“Keepin' it fresh (and good)!” - Continuous Ingestion of OSM Data at Facebook
Sunday, 11:00 AM – 20 min
Building forward from our work on Mobius Logical Changesets (presented last year at SotM US 2018), we have created an automated ingestion and integrity framework for OSM data that allows us to selectively update parts of the map instead of doing a full snapshot change all at once.
Decomposing a large set of changes in this way gives us the flexibility to rapidly ingest our own additions to the map, focus on geographical areas of importance to downstream products, and allows us to quickly apply hotfixes whenever egregious problems do arise.
With millions of tiny changes happening every week, we have created a system that is built on per-feature approval and preprocessing, that allows us to ingest changes at scale, while creating rules to automatically process logical changesets and enforce integrity constraints (e.g. anti-vandalism, anti-profanity etc.).
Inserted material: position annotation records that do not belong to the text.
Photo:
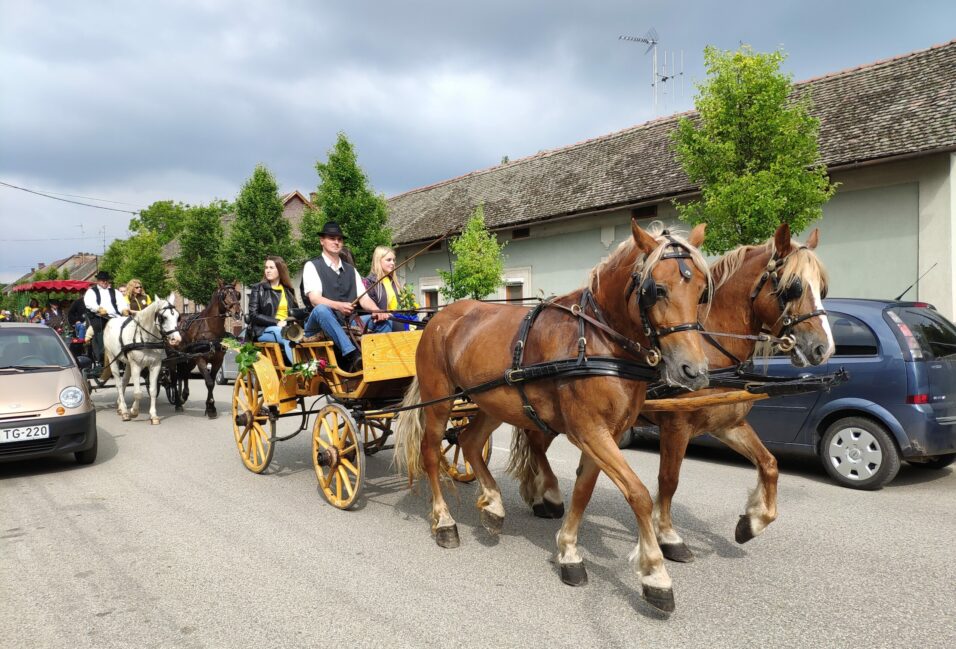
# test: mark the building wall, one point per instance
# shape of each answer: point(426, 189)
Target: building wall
point(886, 225)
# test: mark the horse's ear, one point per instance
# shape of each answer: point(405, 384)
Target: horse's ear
point(781, 240)
point(644, 241)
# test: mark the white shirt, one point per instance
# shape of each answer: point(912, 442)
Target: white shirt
point(90, 301)
point(312, 282)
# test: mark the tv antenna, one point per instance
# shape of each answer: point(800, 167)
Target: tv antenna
point(660, 75)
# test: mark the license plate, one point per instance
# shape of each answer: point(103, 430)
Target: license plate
point(24, 433)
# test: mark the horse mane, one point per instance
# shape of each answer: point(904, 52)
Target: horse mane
point(644, 264)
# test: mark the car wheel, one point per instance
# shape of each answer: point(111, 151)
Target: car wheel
point(859, 453)
point(935, 462)
point(89, 455)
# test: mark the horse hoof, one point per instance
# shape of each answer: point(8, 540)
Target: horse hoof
point(574, 574)
point(492, 522)
point(660, 598)
point(677, 552)
point(547, 509)
point(744, 532)
point(447, 537)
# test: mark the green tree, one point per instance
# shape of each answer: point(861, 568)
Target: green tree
point(197, 266)
point(164, 218)
point(112, 260)
point(259, 230)
point(143, 259)
point(478, 261)
point(753, 151)
point(344, 196)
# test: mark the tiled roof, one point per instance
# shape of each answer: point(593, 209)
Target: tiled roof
point(884, 109)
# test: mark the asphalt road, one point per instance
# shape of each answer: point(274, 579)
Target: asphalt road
point(168, 541)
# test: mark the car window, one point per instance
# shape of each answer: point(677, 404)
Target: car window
point(936, 334)
point(37, 346)
point(851, 336)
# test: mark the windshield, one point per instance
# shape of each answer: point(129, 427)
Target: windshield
point(33, 347)
point(936, 334)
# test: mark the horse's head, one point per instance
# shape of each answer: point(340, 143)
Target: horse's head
point(788, 297)
point(668, 282)
point(167, 319)
point(230, 299)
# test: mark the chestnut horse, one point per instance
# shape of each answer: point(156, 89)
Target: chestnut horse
point(468, 343)
point(775, 287)
point(202, 332)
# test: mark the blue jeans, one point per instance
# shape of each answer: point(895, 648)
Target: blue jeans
point(381, 327)
point(324, 319)
point(273, 335)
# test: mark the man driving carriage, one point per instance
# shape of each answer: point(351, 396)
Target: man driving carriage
point(103, 302)
point(331, 286)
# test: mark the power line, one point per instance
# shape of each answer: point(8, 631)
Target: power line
point(66, 200)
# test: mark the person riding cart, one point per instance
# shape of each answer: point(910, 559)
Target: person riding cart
point(102, 303)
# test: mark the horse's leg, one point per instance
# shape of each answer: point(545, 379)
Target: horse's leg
point(133, 373)
point(472, 442)
point(443, 524)
point(762, 504)
point(673, 442)
point(122, 378)
point(646, 559)
point(153, 381)
point(208, 377)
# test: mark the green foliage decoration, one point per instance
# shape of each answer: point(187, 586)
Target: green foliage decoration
point(753, 151)
point(344, 196)
point(478, 263)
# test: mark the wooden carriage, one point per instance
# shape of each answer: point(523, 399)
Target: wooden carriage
point(354, 411)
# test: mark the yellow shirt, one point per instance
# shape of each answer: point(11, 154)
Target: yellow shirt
point(282, 311)
point(391, 298)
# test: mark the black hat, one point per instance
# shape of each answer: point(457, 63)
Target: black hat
point(331, 229)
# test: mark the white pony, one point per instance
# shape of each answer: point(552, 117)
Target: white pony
point(143, 335)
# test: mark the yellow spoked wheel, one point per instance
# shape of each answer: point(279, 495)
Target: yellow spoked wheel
point(337, 456)
point(458, 469)
point(251, 424)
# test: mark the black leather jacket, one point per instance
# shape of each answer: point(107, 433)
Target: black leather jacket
point(263, 302)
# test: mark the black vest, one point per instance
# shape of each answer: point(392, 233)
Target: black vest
point(336, 286)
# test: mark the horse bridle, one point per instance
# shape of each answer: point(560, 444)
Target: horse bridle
point(785, 295)
point(648, 292)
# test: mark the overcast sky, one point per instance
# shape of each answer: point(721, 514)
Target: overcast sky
point(138, 102)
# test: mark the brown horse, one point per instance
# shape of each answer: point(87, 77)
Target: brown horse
point(776, 287)
point(202, 332)
point(468, 343)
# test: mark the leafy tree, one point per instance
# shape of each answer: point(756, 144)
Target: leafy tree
point(259, 230)
point(112, 260)
point(753, 151)
point(478, 261)
point(143, 259)
point(344, 196)
point(165, 218)
point(199, 260)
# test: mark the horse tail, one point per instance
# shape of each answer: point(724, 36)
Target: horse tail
point(522, 465)
point(408, 435)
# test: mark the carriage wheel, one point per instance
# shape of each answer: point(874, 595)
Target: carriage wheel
point(337, 456)
point(251, 423)
point(458, 469)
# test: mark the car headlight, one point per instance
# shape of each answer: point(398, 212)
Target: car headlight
point(71, 397)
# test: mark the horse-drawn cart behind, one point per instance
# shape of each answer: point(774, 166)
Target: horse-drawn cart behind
point(354, 411)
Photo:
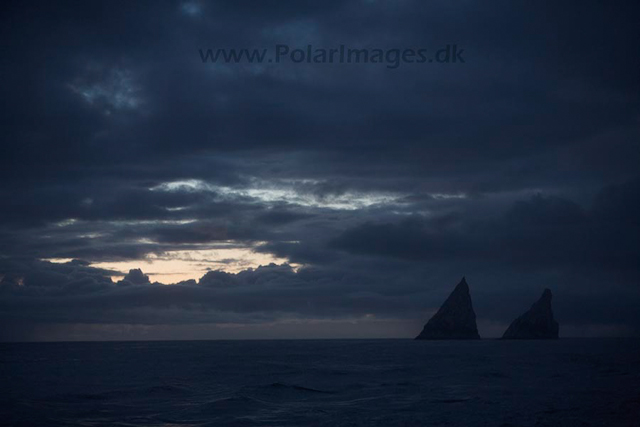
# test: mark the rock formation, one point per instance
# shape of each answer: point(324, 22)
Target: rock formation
point(537, 323)
point(455, 319)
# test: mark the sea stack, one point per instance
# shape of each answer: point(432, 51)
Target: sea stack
point(537, 323)
point(455, 320)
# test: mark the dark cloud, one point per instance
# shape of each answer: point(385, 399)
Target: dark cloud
point(517, 168)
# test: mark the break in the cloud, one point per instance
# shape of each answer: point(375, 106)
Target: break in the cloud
point(315, 200)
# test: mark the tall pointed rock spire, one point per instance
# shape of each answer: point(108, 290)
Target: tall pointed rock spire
point(537, 323)
point(455, 319)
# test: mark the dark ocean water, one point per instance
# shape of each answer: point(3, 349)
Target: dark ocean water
point(569, 382)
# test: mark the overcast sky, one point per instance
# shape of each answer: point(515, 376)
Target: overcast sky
point(293, 200)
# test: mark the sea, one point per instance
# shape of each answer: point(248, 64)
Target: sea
point(565, 382)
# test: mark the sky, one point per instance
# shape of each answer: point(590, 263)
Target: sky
point(147, 194)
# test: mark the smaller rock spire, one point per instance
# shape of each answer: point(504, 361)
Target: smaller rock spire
point(537, 323)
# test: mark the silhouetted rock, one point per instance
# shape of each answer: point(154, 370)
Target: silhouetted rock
point(455, 319)
point(537, 323)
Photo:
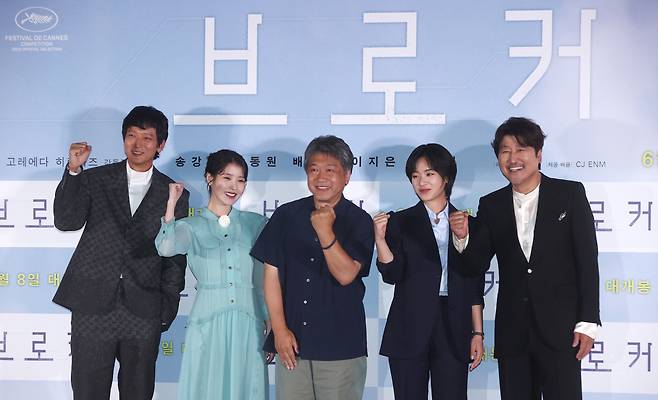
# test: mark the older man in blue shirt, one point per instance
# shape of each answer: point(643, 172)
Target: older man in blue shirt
point(316, 251)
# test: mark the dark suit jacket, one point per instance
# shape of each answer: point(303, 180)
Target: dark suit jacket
point(116, 256)
point(561, 280)
point(416, 273)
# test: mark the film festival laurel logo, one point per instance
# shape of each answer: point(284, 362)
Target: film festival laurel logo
point(33, 23)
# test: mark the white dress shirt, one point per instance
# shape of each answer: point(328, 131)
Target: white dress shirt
point(138, 184)
point(441, 230)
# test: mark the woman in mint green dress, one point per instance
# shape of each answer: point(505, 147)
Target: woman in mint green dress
point(222, 357)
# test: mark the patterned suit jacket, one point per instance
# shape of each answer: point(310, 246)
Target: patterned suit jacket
point(116, 259)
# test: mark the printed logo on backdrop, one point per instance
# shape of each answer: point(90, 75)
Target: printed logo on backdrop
point(36, 31)
point(36, 19)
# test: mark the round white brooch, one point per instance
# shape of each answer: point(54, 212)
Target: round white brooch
point(224, 221)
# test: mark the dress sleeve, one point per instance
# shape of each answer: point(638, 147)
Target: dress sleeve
point(174, 237)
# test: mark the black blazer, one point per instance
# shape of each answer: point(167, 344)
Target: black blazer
point(116, 255)
point(561, 280)
point(416, 273)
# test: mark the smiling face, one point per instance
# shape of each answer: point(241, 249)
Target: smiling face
point(326, 178)
point(227, 186)
point(428, 184)
point(141, 146)
point(519, 164)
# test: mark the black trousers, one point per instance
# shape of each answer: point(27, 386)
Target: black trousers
point(540, 371)
point(449, 374)
point(98, 340)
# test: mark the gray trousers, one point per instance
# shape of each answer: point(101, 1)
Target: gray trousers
point(322, 380)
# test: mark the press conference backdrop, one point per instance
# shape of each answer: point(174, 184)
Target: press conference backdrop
point(264, 77)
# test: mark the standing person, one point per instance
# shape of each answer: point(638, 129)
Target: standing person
point(316, 252)
point(542, 232)
point(223, 357)
point(121, 293)
point(434, 325)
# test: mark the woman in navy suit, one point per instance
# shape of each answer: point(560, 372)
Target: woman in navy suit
point(434, 325)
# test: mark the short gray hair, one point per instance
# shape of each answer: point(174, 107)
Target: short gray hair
point(332, 146)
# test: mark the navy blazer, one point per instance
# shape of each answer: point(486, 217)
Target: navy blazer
point(561, 280)
point(416, 273)
point(116, 255)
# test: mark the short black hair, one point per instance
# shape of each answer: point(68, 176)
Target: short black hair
point(218, 161)
point(524, 130)
point(438, 158)
point(145, 117)
point(332, 146)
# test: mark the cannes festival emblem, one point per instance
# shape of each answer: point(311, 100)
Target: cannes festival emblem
point(36, 19)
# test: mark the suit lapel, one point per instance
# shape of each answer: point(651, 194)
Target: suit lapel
point(542, 214)
point(508, 218)
point(119, 190)
point(421, 230)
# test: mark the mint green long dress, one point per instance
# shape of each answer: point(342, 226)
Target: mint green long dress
point(223, 357)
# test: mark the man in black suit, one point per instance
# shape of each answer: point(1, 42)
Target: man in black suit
point(434, 326)
point(121, 293)
point(542, 233)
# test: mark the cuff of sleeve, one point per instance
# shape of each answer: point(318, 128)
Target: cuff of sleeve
point(587, 328)
point(460, 244)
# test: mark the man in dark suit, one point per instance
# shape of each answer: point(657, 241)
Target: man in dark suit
point(542, 233)
point(121, 293)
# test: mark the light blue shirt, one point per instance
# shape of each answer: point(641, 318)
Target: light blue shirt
point(441, 231)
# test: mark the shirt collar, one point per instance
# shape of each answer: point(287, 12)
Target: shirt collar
point(443, 214)
point(525, 198)
point(338, 208)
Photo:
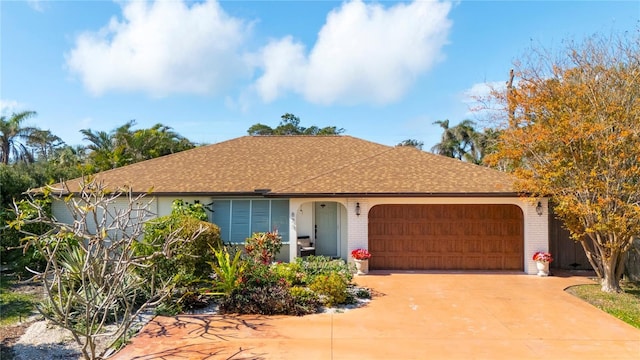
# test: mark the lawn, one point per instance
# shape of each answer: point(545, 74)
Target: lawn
point(625, 306)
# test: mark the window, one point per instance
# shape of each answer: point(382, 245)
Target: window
point(238, 219)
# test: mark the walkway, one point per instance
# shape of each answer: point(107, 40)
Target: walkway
point(413, 316)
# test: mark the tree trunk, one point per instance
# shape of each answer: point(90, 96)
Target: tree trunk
point(610, 265)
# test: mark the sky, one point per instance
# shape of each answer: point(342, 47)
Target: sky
point(384, 71)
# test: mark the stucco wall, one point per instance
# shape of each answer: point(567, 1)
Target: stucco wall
point(536, 234)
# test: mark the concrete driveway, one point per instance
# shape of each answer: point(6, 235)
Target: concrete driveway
point(413, 316)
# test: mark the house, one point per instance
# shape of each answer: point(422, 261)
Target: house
point(329, 195)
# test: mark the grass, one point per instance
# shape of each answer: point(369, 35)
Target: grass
point(15, 306)
point(625, 306)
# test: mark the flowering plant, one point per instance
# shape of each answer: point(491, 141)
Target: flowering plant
point(360, 254)
point(542, 256)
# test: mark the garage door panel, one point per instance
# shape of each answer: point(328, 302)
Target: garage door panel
point(449, 237)
point(472, 246)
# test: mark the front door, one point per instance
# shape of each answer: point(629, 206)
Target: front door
point(326, 228)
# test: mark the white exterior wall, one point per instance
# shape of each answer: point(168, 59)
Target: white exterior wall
point(353, 229)
point(536, 227)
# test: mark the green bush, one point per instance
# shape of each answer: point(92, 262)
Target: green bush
point(272, 299)
point(290, 272)
point(186, 268)
point(313, 266)
point(12, 250)
point(332, 288)
point(228, 272)
point(187, 262)
point(305, 300)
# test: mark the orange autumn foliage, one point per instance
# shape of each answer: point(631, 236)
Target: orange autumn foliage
point(572, 132)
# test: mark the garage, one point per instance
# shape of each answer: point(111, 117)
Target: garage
point(446, 237)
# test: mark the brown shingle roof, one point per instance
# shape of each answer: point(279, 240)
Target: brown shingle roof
point(306, 165)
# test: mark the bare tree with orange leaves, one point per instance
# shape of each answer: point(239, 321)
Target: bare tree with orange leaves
point(572, 132)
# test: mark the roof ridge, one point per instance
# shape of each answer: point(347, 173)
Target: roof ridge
point(389, 148)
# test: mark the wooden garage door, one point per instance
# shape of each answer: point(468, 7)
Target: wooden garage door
point(446, 237)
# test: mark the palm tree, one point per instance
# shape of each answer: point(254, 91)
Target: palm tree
point(44, 143)
point(13, 137)
point(463, 142)
point(448, 145)
point(101, 148)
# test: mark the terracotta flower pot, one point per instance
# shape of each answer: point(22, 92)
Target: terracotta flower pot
point(543, 268)
point(362, 266)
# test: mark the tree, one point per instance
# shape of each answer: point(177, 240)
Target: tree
point(464, 142)
point(90, 278)
point(290, 125)
point(123, 145)
point(412, 143)
point(13, 137)
point(572, 132)
point(44, 143)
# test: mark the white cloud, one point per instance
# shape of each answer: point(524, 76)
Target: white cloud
point(163, 47)
point(482, 90)
point(364, 53)
point(8, 107)
point(478, 101)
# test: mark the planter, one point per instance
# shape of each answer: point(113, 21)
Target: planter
point(362, 266)
point(543, 268)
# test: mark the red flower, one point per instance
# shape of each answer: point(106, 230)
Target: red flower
point(360, 254)
point(542, 256)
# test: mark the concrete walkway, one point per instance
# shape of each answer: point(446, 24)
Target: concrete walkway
point(423, 315)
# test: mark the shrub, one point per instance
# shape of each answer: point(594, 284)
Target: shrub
point(263, 247)
point(186, 262)
point(228, 272)
point(272, 299)
point(314, 266)
point(332, 288)
point(305, 300)
point(290, 272)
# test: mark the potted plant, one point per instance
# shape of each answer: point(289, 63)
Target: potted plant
point(361, 259)
point(542, 260)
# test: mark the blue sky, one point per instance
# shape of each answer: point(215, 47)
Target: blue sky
point(383, 71)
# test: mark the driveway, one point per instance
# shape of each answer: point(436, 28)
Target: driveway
point(414, 315)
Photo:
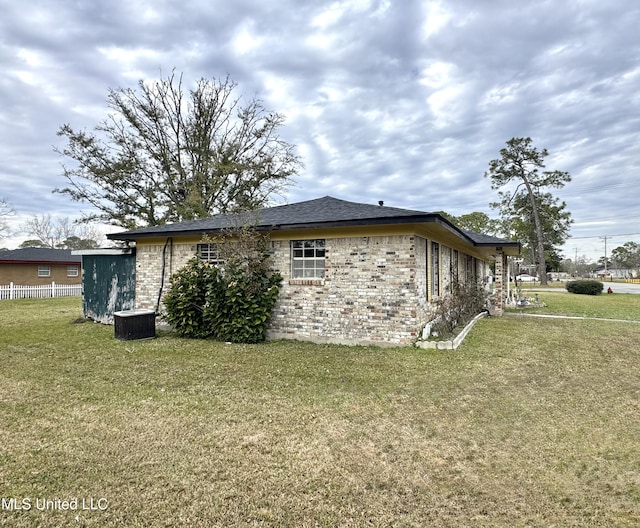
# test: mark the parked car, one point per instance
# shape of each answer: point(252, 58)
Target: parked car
point(524, 277)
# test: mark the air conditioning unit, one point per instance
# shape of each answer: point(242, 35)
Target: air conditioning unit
point(134, 324)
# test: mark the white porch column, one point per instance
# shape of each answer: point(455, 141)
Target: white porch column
point(501, 281)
Due to the contextual nature of some of the changes in OpenStreetMap, the system combines Human Approval, necessary for highly visible features such as names of large administrative areas, with Automated AI/ML-based approval: for example, using computer vision techniques to reconcile newly created features against satellite imagery ground truth, or applying NLP techniques to determine whether other user-visible string changes are sensible and valid. These components are combined to create a continuous ingest-validate-deploy cycle for OSM map data.